Unlike most fictional TV programs, "The Simpsons" has enjoyed a long history of run-ins with the "outside" world, be they presidents, movie stars, or even the network that broadcasts the show. To assess the show's impact on popular culture, UCLA's School of Theater, Film and Television recently hosted a panel discussion with writers from the show.
Since its debut, "The Simpsons" has distinguished itself by a lack of sentimentalism. The show lampooned contemporary society by showing a TV family that actually spends it time watching TV. Not since "All In The Family" has a series provided such a biting and timely critique of American society. And with the limitless potential of animated characters, the writers could take it places where no other show had gone before.
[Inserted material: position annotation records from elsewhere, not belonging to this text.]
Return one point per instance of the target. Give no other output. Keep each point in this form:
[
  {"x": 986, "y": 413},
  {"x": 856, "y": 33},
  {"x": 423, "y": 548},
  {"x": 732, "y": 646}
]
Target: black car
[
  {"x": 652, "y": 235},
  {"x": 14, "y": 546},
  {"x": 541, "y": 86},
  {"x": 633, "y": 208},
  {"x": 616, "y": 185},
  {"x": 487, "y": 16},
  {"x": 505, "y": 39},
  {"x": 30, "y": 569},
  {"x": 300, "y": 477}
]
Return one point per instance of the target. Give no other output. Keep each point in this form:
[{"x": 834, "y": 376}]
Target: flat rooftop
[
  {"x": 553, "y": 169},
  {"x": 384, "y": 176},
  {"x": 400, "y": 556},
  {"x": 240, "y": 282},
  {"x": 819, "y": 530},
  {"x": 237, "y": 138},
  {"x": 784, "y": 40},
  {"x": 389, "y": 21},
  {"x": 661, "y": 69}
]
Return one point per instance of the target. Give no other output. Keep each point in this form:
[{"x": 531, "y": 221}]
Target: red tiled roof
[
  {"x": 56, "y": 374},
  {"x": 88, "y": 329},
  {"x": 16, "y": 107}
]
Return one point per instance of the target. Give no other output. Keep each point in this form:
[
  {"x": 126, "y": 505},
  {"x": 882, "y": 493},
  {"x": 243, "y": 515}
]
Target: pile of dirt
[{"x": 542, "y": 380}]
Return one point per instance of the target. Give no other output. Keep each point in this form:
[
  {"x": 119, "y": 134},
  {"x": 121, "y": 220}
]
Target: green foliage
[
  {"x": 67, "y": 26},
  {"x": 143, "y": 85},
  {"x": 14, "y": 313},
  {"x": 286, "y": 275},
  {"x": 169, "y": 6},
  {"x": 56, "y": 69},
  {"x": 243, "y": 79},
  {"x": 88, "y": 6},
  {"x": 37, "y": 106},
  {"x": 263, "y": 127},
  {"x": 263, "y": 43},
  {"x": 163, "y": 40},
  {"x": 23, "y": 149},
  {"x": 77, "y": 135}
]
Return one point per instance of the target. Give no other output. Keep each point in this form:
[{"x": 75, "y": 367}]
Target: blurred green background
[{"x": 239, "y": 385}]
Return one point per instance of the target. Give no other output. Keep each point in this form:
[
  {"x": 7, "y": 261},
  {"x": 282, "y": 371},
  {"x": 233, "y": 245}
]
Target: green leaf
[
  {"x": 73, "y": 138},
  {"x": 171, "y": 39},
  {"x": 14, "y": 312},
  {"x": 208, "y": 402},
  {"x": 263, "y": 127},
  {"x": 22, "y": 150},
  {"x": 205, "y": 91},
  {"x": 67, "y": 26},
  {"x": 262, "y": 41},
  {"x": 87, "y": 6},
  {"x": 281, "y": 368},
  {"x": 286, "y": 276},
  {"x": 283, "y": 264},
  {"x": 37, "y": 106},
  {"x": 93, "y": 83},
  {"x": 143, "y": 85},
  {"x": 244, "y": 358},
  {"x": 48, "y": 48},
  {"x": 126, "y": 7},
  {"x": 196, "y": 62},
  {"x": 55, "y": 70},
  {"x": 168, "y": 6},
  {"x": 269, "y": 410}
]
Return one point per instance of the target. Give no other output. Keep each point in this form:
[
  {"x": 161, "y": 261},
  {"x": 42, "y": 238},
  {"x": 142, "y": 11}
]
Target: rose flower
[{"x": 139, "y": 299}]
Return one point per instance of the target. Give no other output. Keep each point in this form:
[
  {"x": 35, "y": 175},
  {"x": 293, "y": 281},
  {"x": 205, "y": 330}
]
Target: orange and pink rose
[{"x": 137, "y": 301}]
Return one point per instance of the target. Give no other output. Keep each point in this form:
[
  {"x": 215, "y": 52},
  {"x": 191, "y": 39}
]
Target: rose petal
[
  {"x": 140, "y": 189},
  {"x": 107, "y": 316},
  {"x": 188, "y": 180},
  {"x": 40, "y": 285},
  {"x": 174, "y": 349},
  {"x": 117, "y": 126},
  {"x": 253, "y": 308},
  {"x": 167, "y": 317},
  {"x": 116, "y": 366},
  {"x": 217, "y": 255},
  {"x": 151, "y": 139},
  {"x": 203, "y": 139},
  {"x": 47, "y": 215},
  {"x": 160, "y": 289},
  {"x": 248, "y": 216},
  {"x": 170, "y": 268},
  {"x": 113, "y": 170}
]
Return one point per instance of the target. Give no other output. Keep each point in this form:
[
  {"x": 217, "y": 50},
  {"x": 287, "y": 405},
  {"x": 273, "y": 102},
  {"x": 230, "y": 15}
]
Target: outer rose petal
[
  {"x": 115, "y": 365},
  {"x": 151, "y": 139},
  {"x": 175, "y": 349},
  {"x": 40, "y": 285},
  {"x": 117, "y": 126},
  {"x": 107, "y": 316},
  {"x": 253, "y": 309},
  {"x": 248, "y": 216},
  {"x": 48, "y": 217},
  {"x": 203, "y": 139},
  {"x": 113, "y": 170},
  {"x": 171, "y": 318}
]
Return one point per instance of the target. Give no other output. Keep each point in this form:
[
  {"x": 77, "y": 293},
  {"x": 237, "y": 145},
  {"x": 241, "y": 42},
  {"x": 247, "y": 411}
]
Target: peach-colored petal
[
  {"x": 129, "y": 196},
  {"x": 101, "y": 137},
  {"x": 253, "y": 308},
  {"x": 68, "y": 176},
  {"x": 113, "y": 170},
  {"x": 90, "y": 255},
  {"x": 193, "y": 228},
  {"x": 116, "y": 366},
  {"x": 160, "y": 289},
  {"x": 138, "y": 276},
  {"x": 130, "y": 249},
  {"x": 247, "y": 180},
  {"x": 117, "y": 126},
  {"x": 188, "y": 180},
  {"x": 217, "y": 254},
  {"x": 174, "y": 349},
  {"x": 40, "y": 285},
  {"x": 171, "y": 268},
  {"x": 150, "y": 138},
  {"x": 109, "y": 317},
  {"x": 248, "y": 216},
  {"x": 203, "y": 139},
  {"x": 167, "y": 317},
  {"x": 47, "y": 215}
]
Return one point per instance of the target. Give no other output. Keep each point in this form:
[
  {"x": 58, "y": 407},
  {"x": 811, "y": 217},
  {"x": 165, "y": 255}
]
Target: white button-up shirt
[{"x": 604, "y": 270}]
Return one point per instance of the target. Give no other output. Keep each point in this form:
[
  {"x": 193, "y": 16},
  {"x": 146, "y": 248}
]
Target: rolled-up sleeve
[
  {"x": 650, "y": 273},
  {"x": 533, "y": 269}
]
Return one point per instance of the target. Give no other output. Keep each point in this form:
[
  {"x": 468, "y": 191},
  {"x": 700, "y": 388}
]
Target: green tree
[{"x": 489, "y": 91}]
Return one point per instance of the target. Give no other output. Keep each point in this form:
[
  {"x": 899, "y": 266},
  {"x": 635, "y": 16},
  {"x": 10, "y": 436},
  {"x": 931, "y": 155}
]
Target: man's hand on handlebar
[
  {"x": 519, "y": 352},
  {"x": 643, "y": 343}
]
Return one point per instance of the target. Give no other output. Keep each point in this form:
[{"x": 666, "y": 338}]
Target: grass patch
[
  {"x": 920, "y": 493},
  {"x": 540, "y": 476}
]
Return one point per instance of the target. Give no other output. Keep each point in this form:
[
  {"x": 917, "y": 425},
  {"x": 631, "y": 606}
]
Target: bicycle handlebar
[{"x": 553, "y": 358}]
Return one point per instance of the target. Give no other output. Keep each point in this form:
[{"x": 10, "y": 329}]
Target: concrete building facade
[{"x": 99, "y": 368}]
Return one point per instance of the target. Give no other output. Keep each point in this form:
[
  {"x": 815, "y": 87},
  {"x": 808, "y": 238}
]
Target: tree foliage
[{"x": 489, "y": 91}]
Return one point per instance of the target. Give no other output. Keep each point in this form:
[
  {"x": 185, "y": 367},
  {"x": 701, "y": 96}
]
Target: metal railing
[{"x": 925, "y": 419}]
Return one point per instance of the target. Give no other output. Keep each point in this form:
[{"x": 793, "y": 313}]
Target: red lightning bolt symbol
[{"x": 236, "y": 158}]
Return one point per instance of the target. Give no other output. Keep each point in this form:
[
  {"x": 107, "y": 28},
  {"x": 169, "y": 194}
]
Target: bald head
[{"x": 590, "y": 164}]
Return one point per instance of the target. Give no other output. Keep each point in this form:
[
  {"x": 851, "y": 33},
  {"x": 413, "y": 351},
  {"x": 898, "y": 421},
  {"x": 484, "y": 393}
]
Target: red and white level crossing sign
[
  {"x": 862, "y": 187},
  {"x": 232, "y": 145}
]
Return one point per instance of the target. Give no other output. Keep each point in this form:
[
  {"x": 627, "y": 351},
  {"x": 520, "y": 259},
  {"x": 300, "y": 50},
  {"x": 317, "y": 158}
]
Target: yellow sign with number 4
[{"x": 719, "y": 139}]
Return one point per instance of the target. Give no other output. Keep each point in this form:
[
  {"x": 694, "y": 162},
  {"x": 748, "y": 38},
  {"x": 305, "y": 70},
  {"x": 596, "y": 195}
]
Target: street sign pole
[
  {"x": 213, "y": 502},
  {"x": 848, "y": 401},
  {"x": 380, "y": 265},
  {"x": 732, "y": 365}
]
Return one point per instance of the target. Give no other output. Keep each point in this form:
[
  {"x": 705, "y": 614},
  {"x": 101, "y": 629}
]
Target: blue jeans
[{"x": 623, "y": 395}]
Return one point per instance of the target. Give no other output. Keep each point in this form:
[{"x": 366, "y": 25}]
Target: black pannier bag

Though the writers had differing perspectives on the ultimate meaning of "The Simpsons," they all agreed that Homer was the center of whatever it all was. The wide-eyed clownish figure that is Homer Simpson transcends everybody who works on the show. Despite bouts of bad behavior, the Simpsons are a devoted family. When asked what they won’t do on the show, the writers unequivocally assured us that marital infidelity was verboten nor would there be an episode where Homer sells Bart to organ harvesters.
UCLA concluded the discussion by asking the writing team if comedy had changed in the age of Twitter and Facebook. The writers seemed unfazed by new media. It was just one more topic to ridicule on a future episode. The irreverent spirit of "The Simpsons" may be the secret of its longevity. As long as society craves self-examination, the show will get renewed.